Monaguillo no se movió. Parecía más tranquilo. Sacó una pequeña tablet que tenía entre los papeles y comenzó a escribir al tiempo que echaba un vistazo a la pila de libros que tenía sobre la mesilla de noche: «Vicedós me ha dicho que te gusta leer, especialmente literatura. A mí también, pero yo prefiero el ensayo político y las biografías. Soy un gran admirador de Clinton e investigo todas la campañas electorales norteamericanas. Estamos aún en pañales».
«Le diré al jefe eso que me has comentado sobre sus comparecencias en televisión. Nosotros sabemos escuchar. Somos un gobierno que escucha y sabe rectificar si se equivoca», afirmó. Vaya, pensé, ya estaba, él también, recurriendo al eslogan y ése me sonaba muy familiar. Claro, seguramente lo había fabricado él mismo en la soledad de su despacho y vendido luego a su superior. «Pues eso no es lo que piensa la oposición», me atreví a opinar. «La oposición de este país es impresentable. Debería aprender de nuestros vecinos portugueses», cortó en seco. Su rostro se enrojeció y su mirada se alteró un poco al tiempo que el tupé se le desplazaba hacia abajo lo que le obligó a recolocar en un gesto autómata.
Monaguillo me confesó estar un poco cansado y se atrevió un desahogo: «Mira, que no salga de aquí. Yo sólo creo en el trabajo bien hecho. Nada más.
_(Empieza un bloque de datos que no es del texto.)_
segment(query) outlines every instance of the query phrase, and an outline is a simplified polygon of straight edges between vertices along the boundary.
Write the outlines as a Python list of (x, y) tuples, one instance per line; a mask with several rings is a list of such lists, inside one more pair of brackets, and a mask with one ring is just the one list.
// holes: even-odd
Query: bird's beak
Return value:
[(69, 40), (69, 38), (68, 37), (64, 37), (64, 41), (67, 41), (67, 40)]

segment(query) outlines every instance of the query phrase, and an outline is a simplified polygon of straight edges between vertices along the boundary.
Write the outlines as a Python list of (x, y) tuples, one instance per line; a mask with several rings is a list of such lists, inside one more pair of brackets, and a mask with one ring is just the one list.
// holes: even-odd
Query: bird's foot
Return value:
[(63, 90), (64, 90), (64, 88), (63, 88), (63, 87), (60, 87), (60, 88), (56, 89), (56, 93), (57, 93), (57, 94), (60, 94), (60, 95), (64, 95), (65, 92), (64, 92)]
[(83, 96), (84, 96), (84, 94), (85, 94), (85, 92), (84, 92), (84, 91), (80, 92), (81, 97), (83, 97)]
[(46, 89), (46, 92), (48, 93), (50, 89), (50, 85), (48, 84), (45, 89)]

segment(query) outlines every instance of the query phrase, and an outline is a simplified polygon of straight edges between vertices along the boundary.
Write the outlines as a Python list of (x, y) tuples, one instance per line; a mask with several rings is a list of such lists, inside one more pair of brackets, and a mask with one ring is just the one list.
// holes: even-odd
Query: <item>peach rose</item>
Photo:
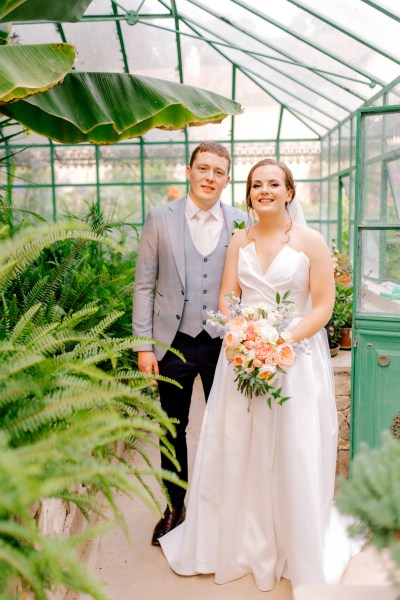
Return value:
[(253, 340), (246, 340), (245, 342), (243, 342), (243, 346), (246, 348), (246, 350), (251, 350), (252, 348), (254, 348), (254, 342)]
[(294, 363), (296, 355), (290, 344), (280, 344), (276, 349), (279, 364), (284, 367), (290, 367)]
[(224, 339), (224, 345), (226, 348), (234, 348), (239, 344), (240, 340), (235, 331), (228, 331)]
[(267, 342), (258, 341), (255, 343), (255, 356), (264, 362), (266, 356), (271, 351), (271, 347)]
[(253, 365), (254, 365), (255, 369), (259, 369), (260, 367), (262, 367), (263, 362), (261, 360), (259, 360), (258, 358), (255, 358), (254, 362), (253, 362)]
[(235, 356), (235, 358), (233, 359), (233, 364), (235, 365), (235, 367), (242, 367), (243, 358), (241, 356)]
[(256, 339), (257, 334), (254, 330), (253, 325), (249, 325), (246, 329), (246, 338), (248, 341), (254, 342), (254, 340)]
[(269, 381), (273, 380), (276, 375), (276, 368), (272, 365), (264, 365), (258, 374), (260, 379), (268, 379)]
[(231, 331), (246, 331), (247, 320), (244, 317), (235, 317), (229, 321), (229, 328)]

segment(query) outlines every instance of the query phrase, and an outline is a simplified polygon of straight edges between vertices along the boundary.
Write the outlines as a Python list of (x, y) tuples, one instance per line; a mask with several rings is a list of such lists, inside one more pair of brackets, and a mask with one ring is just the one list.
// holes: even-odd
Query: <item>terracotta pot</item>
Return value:
[(342, 350), (351, 350), (351, 327), (342, 327), (339, 344)]

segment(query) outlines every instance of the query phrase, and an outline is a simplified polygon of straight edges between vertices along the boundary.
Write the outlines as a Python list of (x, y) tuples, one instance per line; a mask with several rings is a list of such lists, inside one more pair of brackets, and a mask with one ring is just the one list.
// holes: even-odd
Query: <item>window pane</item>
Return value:
[(57, 188), (57, 218), (74, 215), (86, 216), (96, 203), (94, 186), (65, 186)]
[(140, 147), (115, 144), (99, 148), (100, 183), (140, 182)]
[[(24, 188), (17, 187), (13, 188), (12, 191), (12, 205), (15, 208), (22, 208), (24, 210), (30, 210), (37, 213), (41, 217), (47, 219), (47, 221), (53, 221), (53, 201), (52, 201), (52, 190), (51, 188)], [(28, 221), (35, 225), (41, 223), (38, 219), (28, 214), (15, 213), (16, 222)]]
[[(10, 149), (12, 154), (14, 150)], [(15, 153), (10, 158), (10, 163), (15, 166), (14, 184), (51, 183), (50, 149), (40, 147), (26, 148)]]
[(400, 313), (399, 231), (362, 233), (361, 310)]
[(56, 183), (96, 183), (93, 146), (59, 146), (54, 149)]

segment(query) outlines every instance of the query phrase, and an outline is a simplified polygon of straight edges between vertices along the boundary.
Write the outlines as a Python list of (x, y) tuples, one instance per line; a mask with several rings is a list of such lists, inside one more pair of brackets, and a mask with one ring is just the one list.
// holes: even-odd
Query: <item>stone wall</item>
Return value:
[(347, 477), (350, 463), (350, 377), (351, 352), (340, 351), (332, 359), (335, 376), (336, 408), (339, 421), (339, 443), (336, 475)]

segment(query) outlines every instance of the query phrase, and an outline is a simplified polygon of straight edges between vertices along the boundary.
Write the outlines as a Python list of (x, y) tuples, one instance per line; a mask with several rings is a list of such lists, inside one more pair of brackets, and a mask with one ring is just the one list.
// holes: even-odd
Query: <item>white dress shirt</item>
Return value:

No tengo a priori ninguna ideología. A mí me da igual haber dirigido con éxito la campaña de un líder popular como Monago y trabajado con él varios años en Mérida como la de García Albiol para la alcaldía de Badalona o ahora estar a la sombra de Sánchez. Y creo haber entendido qué es lo que quiere. No lo juzgo. Sólo actúo».
Se hizo el silencio, pero al poco vino el Vicedós gritando e insultándome: «Eres un mentiroso. Las he buscado por todas las esquinas de la casa. Ni rastro. La única rata que hay aquí eres tú. Qué otra cosa podía esperar de un tipo asocial, cobarde y equidistante, que frivolizó en su juventud con Mao y ahora le gustan las novelas de ese liberalucho de Javier Marías. Venga, vámonos, secretario de Estado, que aquí huele a excrementos de roedor».